On the final whistle, the Everton end erupted, hugs for people who I have never seen before and probably not since; it did not matter, this was Everton, the Everton family celebrating together as one: “We had just won the FA Cup!!!”
I sat down for a minute and reflected on the previous 12 months; little under a year earlier, we had just about survived on the final day... and now, here we were... Winning the FA Cup!!! The ups and downs of supporting Everton... and I admit, I shed a tear or two.
As my team walked up the famous Wembley steps, I was ecstatic. I looked to my right and it was just a sea of blue, all singing “We won the cup, We won the cup, Ei iy addio, we won the cup!”. Dave Watson picked the cup up and turned to us and raised it aloft, he had been a stalwart for us through the season and been pivotal in scoring the winning goal in the quarter-final at home against Newcastle.
The players came down on the pitch and the music was banging out loud, We are the Champions, Rocking All Over the World, it was simply one of the best feelings of my life.

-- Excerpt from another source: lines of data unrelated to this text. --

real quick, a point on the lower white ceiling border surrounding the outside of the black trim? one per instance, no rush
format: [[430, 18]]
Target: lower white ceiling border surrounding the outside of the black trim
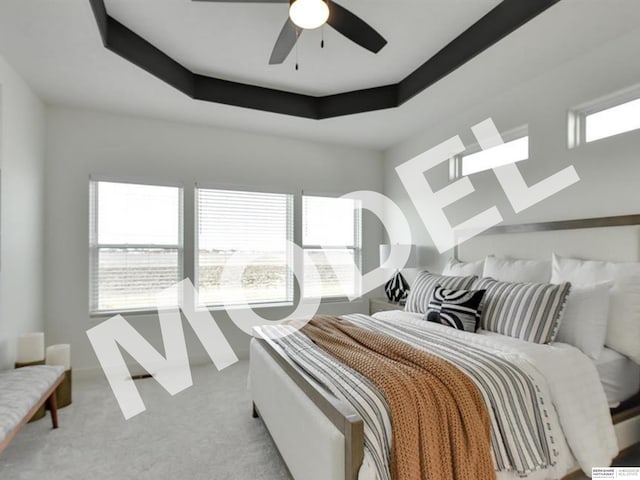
[[55, 46]]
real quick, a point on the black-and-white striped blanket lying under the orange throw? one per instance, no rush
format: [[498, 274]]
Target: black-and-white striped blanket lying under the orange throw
[[521, 435]]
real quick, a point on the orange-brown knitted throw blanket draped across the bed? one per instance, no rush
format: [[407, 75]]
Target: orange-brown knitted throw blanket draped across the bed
[[440, 421]]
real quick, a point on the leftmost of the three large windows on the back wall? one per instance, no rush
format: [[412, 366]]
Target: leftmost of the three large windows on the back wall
[[135, 245]]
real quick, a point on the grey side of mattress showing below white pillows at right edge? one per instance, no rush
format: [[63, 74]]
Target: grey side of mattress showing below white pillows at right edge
[[620, 376]]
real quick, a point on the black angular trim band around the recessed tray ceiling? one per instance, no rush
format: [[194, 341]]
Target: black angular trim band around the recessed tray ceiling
[[502, 20]]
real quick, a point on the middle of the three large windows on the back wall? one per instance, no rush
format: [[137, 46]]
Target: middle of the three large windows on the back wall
[[252, 227]]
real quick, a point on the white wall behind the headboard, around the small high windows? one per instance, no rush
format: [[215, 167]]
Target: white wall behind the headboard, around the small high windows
[[609, 169]]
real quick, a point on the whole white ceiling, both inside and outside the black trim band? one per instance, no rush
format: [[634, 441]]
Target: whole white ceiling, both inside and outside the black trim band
[[55, 46]]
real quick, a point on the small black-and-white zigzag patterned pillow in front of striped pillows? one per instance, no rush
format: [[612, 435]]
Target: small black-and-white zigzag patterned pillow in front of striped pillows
[[459, 309]]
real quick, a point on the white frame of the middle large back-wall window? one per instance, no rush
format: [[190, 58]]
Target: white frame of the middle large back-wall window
[[291, 235]]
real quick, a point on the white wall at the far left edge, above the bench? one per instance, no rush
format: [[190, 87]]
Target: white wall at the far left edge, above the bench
[[21, 218]]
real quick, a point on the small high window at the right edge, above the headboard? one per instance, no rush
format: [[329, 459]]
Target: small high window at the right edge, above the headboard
[[605, 118]]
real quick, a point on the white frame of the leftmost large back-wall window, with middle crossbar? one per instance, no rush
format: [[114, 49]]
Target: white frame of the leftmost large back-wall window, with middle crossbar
[[95, 246]]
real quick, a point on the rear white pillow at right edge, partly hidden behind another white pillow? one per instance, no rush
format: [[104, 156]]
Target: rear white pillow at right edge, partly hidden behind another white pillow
[[623, 328]]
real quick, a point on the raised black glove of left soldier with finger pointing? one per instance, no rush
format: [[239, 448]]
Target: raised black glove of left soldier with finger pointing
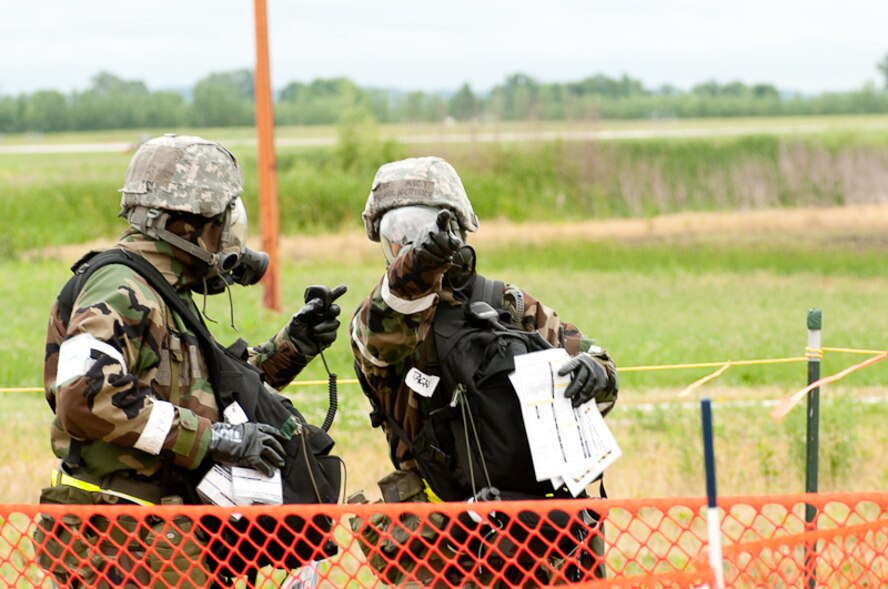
[[313, 328]]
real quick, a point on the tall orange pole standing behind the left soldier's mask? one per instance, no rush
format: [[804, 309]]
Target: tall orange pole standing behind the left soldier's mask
[[267, 164]]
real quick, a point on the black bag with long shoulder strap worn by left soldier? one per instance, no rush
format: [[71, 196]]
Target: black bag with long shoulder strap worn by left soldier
[[311, 474]]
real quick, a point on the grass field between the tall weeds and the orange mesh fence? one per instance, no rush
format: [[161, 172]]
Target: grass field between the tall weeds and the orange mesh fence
[[651, 301]]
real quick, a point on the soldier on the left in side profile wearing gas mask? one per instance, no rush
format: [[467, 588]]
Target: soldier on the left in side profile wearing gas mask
[[127, 381]]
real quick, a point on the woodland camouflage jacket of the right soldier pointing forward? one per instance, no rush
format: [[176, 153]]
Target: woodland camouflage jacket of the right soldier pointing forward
[[391, 333]]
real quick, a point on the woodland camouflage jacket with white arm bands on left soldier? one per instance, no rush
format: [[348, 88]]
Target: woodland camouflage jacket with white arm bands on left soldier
[[127, 379]]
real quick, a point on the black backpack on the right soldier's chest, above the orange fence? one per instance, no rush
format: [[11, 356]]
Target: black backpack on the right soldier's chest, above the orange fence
[[473, 433]]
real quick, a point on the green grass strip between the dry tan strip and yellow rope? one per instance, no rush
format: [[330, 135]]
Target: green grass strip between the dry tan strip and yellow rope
[[650, 304]]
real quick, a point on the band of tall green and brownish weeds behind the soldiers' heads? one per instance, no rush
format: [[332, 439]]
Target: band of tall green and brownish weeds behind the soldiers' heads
[[54, 200]]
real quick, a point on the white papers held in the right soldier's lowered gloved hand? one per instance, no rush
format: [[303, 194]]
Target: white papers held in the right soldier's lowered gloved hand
[[569, 446]]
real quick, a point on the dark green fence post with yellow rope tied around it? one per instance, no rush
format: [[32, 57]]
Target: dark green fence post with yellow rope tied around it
[[812, 445]]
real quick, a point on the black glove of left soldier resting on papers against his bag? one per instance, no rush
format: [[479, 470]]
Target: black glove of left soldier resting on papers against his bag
[[255, 445]]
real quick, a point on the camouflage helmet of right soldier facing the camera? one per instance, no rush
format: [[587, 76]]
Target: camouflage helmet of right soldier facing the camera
[[429, 181]]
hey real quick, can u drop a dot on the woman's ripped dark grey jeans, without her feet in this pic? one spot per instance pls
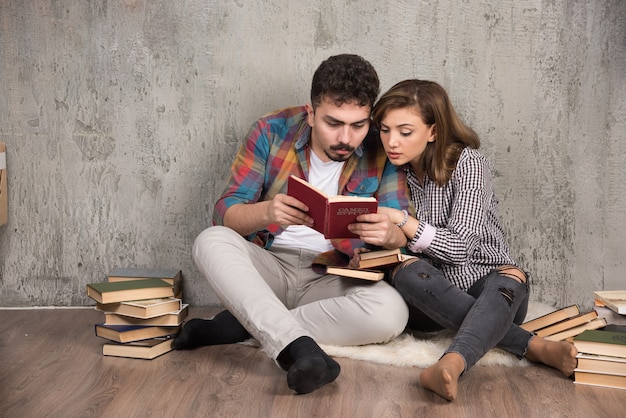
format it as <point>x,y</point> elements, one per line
<point>485,316</point>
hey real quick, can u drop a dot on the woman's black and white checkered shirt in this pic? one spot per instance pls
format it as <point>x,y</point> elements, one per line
<point>459,226</point>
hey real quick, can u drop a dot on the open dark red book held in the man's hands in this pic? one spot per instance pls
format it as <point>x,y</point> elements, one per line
<point>331,214</point>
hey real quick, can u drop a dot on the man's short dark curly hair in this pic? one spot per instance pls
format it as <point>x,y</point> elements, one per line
<point>345,78</point>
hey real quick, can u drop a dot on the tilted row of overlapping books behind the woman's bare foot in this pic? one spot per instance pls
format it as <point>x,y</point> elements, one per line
<point>564,323</point>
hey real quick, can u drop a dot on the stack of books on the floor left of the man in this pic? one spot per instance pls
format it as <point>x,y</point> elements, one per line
<point>143,310</point>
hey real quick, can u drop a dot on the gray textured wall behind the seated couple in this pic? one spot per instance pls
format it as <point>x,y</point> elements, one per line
<point>121,118</point>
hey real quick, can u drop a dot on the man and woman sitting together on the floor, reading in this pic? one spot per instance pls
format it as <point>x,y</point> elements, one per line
<point>436,199</point>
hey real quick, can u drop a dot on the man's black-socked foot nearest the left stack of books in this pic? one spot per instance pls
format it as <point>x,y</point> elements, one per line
<point>223,329</point>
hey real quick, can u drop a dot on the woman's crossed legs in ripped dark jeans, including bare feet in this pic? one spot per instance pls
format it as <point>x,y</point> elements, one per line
<point>484,317</point>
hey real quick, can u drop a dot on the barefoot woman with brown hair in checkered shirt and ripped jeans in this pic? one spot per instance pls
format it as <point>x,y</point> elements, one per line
<point>464,278</point>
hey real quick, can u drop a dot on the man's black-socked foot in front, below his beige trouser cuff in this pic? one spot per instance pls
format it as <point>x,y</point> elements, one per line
<point>308,366</point>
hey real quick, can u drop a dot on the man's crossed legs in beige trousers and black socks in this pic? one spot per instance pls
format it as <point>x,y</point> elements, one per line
<point>276,298</point>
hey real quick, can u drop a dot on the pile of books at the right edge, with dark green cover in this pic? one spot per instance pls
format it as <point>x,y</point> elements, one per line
<point>602,352</point>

The players did their lap of honour, blue noses on a few, hats, scarves all parading the cup to us. The songs just kept pumping out, I didn’t want it to end.
Eventually, don’t ask me what time it was, we left Wembley and made our way back to the tube, back to Dollis Hill to continue the celebrations in earnest. I remember when I got back to the pub, I rang my girlfriend (now wife) and mum on the pay-phone (didn’t have a mobile back then) and was overcome with emotion of seeing my team win the FA Cup against all the odds.
We stayed in Dollis Hill until around 8pm, drinking, singing, dancing and talking about the achievement and how far we had come in 12 months and how we now as a club and team needed to kick on. Europe again next year, what would that bring?
We made our way back to the Tube we were booked on the last train home from Euston to Lime Street. All the way on the Tube we sang songs, the locals must have thought we were crazy, we didn’t care, we had just won the FA Cup and we were letting the world and locals know about it!
We got back to Euston and boarded the final train home. We realised when we got on it, it was the one that stopped at most stations, not the fast track train. There were some United Fans, along with police on the train too. The train journey home was quite subdued, from memory I think we were all exhausted from the memorable day we had just been through.
We arrived back at Lime Street after midnight and I just remember getting off the train and there were Evertonians singing and dancing on the platform and in the station. People were hugging each other and it was just amazing to see.
I got myself home, climbed into bed and just thought what a day and as I drifted off to sleep all I think of was the home coming parade and how special that was going to be too.
Saturday, 20 May, 1995 will live long in my memory —one of the happiest days of my life and it would be great to read other’s reflections and memories of that pivotal day in our history.